The biggest complaints I've heard about Redfin from others, mostly from older
folks used to traditional agents, is that the process is significantly less
_personal_. You really just talk to whoever is available and they don't ever
call or recommend homes for you to see. If you're not tech-savvy or not too
serious about buying then it puts a significantly larger burden on you to
stalk homes online as soon as they hit the market. This was great for me and I
can't see myself ever going back to a regular agent.

------
matt_s
As others have said, when buying having an agent is a no brainer since it is
no cost to you and they can coordinate multiple showings where you just
literally show up. How many phone calls with the realtor or owners does it
take to get that scheduled? I don't care since they handled that headache.

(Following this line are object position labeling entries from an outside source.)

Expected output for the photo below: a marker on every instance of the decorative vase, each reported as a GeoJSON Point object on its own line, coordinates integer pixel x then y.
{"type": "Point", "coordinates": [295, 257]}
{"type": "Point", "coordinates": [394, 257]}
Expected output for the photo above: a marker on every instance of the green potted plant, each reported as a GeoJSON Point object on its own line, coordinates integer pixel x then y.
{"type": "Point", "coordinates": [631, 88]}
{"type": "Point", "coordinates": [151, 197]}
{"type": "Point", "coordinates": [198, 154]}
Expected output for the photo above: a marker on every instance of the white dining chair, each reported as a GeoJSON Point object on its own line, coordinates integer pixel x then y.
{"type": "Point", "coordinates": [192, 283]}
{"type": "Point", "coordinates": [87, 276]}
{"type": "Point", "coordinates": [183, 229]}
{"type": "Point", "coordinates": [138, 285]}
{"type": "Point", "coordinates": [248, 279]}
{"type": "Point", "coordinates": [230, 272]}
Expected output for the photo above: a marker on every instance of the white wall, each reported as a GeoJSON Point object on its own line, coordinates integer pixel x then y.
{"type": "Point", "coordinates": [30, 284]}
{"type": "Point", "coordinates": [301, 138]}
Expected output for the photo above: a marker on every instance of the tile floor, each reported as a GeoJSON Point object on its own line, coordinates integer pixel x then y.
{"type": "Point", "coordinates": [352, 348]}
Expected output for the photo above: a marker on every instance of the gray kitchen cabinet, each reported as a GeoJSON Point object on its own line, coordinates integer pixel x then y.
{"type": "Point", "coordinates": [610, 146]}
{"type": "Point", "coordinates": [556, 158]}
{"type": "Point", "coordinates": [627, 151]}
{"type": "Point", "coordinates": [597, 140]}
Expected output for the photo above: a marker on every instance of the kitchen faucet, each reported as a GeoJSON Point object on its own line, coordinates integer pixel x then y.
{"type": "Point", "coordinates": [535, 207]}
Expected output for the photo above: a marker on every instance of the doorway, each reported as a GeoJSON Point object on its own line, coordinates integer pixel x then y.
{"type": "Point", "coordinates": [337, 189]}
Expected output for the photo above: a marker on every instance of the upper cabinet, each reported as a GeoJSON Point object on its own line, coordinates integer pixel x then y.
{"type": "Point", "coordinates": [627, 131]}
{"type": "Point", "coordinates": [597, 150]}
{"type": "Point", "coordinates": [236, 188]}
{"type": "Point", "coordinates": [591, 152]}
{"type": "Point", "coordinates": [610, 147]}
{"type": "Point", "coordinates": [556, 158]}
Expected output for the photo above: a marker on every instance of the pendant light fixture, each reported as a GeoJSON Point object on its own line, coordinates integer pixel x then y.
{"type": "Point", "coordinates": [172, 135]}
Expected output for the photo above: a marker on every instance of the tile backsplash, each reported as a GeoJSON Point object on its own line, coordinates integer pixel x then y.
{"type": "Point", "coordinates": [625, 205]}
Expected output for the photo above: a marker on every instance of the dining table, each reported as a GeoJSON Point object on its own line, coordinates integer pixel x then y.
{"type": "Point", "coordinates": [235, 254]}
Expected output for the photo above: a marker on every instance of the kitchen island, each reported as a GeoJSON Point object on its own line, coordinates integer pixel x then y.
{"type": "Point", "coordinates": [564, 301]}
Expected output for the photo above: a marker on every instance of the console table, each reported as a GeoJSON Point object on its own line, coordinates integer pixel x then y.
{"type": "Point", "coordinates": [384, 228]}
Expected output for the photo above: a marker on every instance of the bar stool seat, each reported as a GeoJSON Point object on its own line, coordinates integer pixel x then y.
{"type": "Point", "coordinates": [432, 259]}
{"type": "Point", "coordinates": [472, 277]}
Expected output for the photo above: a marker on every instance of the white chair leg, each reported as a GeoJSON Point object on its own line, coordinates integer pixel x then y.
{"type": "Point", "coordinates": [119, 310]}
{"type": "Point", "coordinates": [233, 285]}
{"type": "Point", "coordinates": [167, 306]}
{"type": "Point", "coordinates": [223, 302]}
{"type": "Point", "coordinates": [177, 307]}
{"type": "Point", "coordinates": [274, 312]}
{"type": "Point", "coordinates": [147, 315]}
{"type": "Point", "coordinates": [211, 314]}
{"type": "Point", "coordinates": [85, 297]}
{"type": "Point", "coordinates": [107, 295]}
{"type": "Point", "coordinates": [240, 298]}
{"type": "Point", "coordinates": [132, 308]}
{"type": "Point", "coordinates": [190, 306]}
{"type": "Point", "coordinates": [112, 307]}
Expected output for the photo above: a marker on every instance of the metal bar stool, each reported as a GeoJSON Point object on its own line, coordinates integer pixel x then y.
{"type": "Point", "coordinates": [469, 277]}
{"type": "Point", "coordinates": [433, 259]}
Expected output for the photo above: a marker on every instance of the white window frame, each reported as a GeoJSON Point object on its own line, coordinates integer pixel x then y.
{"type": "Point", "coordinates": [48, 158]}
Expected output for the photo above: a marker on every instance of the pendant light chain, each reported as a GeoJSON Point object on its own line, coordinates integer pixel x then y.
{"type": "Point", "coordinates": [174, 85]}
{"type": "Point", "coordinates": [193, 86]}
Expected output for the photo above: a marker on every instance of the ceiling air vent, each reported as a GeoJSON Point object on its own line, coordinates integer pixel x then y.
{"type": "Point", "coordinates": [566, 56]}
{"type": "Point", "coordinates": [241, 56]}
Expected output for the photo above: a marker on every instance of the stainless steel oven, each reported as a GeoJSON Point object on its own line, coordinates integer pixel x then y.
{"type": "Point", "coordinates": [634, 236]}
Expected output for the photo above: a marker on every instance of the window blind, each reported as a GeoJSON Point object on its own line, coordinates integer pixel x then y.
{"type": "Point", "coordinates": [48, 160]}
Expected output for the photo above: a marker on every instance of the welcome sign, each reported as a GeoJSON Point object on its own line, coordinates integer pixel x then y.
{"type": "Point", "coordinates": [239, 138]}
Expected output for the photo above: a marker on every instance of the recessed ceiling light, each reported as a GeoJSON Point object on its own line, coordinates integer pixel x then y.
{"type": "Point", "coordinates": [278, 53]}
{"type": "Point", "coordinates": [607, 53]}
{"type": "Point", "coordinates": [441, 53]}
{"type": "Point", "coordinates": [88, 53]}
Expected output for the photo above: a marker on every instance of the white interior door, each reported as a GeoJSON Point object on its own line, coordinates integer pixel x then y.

As a seller one thing to consider is the laws about selling a home and things
you should/should not do. I'm thinking discrimination laws specifically. One
mis-worded sentence or comment to someone walking through your home and you
could have a lawsuit on your hands. A realtor will basically never let you
know any demographics about potential buyers. Agents/Realtors also act as an
emotional buffer between the parties.

As far as disruption goes, the pain points for independently buying/selling
are:

1\. Local/State laws and paperwork required to file with county/towns.

2\. Getting access to MLS systems for metropolitan areas - this costs money
usually

3\. Emotional / legal buffer between parties. Some states will require money
to be escrowed until the close of the sale at certain points. Getting the two
parties to agree on a price and any additional items (seller pays $X closing
costs, appliances included, pending inspections, buyer wants home warranty,
etc.)

4\. Ensure all parties (buyer, seller, attorneys, inspectors, banks,
town/city, etc.) move things along.

I don't think a system can take care of #4 above, that can require a lot of
coordination if banks or lawyers are slow to respond.

------
fosco
I purchased a house last July without a buyers or sellers agent. I was very
happy to work through lawyers (normal and mandatory in New York) and aside
from my first purchase with agents in Virginia I do not plan to recommend an
agent ever again. their biggest value is getting you a key to do a walk
through and see if you like the pictures of a house previously found on line.

just my two cents -- seems like others see more value than I do, but the
knowledge that a buyers agent gave my in New York in an area I grew up in was
flatly useless. I think they are a bad middleman whose interest is not yours,
just theirs to collect a percentage of the sale.

on a side note, to sell my house i used Redfin after I moved out of state, my
experience was very positive with their support for selling the house. I still
personally believe that the agent really provided someone to answer some of my
questions, had I been less lazy I could have answered the questions myself.

final notes: as house price goes up some agents stop collecting a percentage
and do a 'flat fee' \-- it may be worth searching for one of those.

------
taway_1212
I wonder if this is not an example of a market failure (i.e. a situation,
where a solution that the natural market forces have came up with is very
inefficient). I suspect we could well have much less realtors and they still
would be able to handle all transactions - which means their fee per
transaction could be significantly lower. Unfortunately, the process of
buing/selling a property is so rare and emotionally heavy for most people that
they don't negotiate the realtor's fee. Also, when a property is locked into a
realtor (he's representing it) then, even if he's the worst and most expensive
scum, I as a interested buyer still have no choice but to deal with him if I
like this property (effectively he becomes a monopoly). All around a rotten
situation.

------
thisisdallas
When I bought my first house, I would have gone crazy without an agent. She
was absolutely wonderful at providing info, answering questions, and carefully
explaining all of the acronyms, numbers, percentages, forms etc. etc.

------
sharemywin
Who's going to let you in the house? Also, your not paying for just you house.
you also paying for the other people that waste the realtors time and money
running them all around town only not to buy.